Si les herbes sauvages gagnent allègrement du terrain, une autre nature moins spontanée a tout à craindre : ces végétaux en bacs, en pots, en suspensions qui, sans arrosage pendant des semaines, ne survivront sans doute pas. Voilà qui conforte le credo de Nicolas Bonnenfant, paysagiste de l’agence Coloco. Selon lui, la ville vraiment durable se doit d’être frugale, verdoyante, aérée, pour amortir les crises climatiques ou pandémiques, et offrir à ses habitants un cadre généreux et rassurant.

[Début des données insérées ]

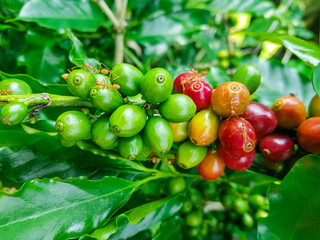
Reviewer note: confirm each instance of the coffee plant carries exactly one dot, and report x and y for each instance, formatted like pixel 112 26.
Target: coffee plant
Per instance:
pixel 191 119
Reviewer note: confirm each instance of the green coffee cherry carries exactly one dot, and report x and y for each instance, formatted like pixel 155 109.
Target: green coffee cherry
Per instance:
pixel 247 220
pixel 156 85
pixel 194 218
pixel 240 205
pixel 256 200
pixel 128 77
pixel 177 108
pixel 130 147
pixel 105 98
pixel 158 135
pixel 13 113
pixel 14 87
pixel 190 155
pixel 80 83
pixel 176 185
pixel 128 120
pixel 249 75
pixel 102 134
pixel 195 196
pixel 73 126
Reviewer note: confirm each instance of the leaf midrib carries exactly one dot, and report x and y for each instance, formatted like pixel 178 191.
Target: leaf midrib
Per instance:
pixel 65 207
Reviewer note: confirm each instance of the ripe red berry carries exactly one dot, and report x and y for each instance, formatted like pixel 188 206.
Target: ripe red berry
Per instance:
pixel 236 163
pixel 237 136
pixel 200 92
pixel 261 118
pixel 276 147
pixel 181 79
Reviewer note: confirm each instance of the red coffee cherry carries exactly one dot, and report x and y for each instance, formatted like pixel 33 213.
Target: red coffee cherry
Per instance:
pixel 277 147
pixel 308 134
pixel 237 136
pixel 236 163
pixel 261 118
pixel 289 111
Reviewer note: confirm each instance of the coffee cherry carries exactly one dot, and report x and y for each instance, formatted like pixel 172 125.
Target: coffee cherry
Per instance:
pixel 314 107
pixel 237 136
pixel 190 155
pixel 130 147
pixel 212 166
pixel 176 185
pixel 180 131
pixel 277 147
pixel 73 126
pixel 182 79
pixel 14 86
pixel 261 118
pixel 102 134
pixel 177 108
pixel 80 83
pixel 128 77
pixel 249 75
pixel 158 135
pixel 289 111
pixel 105 98
pixel 128 120
pixel 156 85
pixel 200 92
pixel 13 113
pixel 203 128
pixel 236 163
pixel 308 134
pixel 230 99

Autant de choses qu’il ne trouve pas dans « les jolis dessins vert fluo présentés ces dernières années dans les concours d’architecture type « Réinventer la métropole », « jeux Olympiques » et autres « Écoquartiers ». Cela se veut écolo, mais la plupart de ces jardins feront vite grise mine au premier couac tant ils sont gourmands en eau, engrais et autres soins. Dans ces projets de pur marketing, le vert n’est pas vert, et les murs végétaux, aussi artificiels que le bâti qui les porte. »

Assigné à résidence de longues semaines, chacun de nous peut s’interroger : quel habitat, quelle ville, quelle nature veut-on? Saurons-nous, le jour d’après, ne pas recommencer comme avant? Aurons-nous le courage ou la clairvoyance de repenser notre manière d’habiter la Terre, de faire société, de construire nos cités et nos maisons en bonne intelligence avec tout le reste ?

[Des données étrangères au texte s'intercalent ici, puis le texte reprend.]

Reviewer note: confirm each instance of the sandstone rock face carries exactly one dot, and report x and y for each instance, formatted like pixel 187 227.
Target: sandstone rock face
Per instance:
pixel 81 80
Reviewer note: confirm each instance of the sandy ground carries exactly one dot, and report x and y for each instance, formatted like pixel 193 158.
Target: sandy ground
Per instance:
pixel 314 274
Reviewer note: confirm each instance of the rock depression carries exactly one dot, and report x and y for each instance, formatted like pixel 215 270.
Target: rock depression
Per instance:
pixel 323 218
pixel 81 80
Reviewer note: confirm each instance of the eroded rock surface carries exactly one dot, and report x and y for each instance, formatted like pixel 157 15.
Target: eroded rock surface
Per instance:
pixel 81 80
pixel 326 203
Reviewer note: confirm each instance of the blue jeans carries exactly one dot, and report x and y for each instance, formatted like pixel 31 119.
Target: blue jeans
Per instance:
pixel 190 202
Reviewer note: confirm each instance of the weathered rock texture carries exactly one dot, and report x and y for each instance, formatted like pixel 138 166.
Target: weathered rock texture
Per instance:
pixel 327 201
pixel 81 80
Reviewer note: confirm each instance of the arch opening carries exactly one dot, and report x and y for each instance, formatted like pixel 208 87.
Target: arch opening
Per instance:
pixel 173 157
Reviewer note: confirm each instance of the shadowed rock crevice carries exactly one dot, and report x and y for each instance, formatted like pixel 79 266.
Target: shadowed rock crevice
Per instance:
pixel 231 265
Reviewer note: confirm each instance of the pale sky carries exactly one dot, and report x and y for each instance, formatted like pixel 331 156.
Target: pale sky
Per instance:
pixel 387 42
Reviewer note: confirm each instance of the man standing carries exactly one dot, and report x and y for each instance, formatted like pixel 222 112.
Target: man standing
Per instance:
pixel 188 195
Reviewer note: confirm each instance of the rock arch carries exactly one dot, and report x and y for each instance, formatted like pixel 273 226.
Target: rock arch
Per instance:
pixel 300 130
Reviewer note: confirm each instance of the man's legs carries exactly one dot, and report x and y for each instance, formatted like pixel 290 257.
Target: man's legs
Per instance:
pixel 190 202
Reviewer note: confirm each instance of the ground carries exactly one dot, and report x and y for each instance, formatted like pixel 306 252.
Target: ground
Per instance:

Carlos Moreno, ingénieur franco-colombien, spécialiste de la smart city, trouve dans ce confinement l’occasion d’affiner son concept de « ville du quart d’heure », c’est-à-dire celle des commodités accessibles à pied autour de chez soi : commerces, éducation, santé, services publics, culture… « Au moins cette crise nous aura appris (en moins de soixante-douze heures!) à télé-travailler. Voilà qui nous permettra à l’avenir d’envisager autrement nos mobilités, en privilégiant celles qui sont essentielles. Et pour le reste, d’accorder plus d’importance aux richesses d’un voisinage accueillant et d’une sociabilité de proximité qui nous fait tant défaut aujourd’hui : je rêve d’un café au bistrot du coin! »

Sans partager cet enthousiasme sur le travail à distance (« terriblement chronophage et mal pratique dans l’exercice du métier d’architecte »), Alexandre Chemetoff, 70 ans, seul dans son agence déserte à Gentilly (Val-de-Marne), se pose les mêmes questions sur la ville qu’il appelle de ses voeux. Accueillante pour la faune et la flore qui sont des marqueurs de bonne santé de l’environnement. Agréable aux humains qui la peuplent et se retrouvent actuellement confrontés à des logements trop petits, des rues étouffantes, un horizon bouché. « Première décision de l’après : ne plus construire de logements sans terrasse ni balcon. N’oublions pas non plus de percer de larges fenêtres à nos maisons: la lumière du jour est comme l’air que l’on respire. Cessons aussi de faire des économies sur les superficies: un T3 de 60 mètres carrés, c’est indigne. »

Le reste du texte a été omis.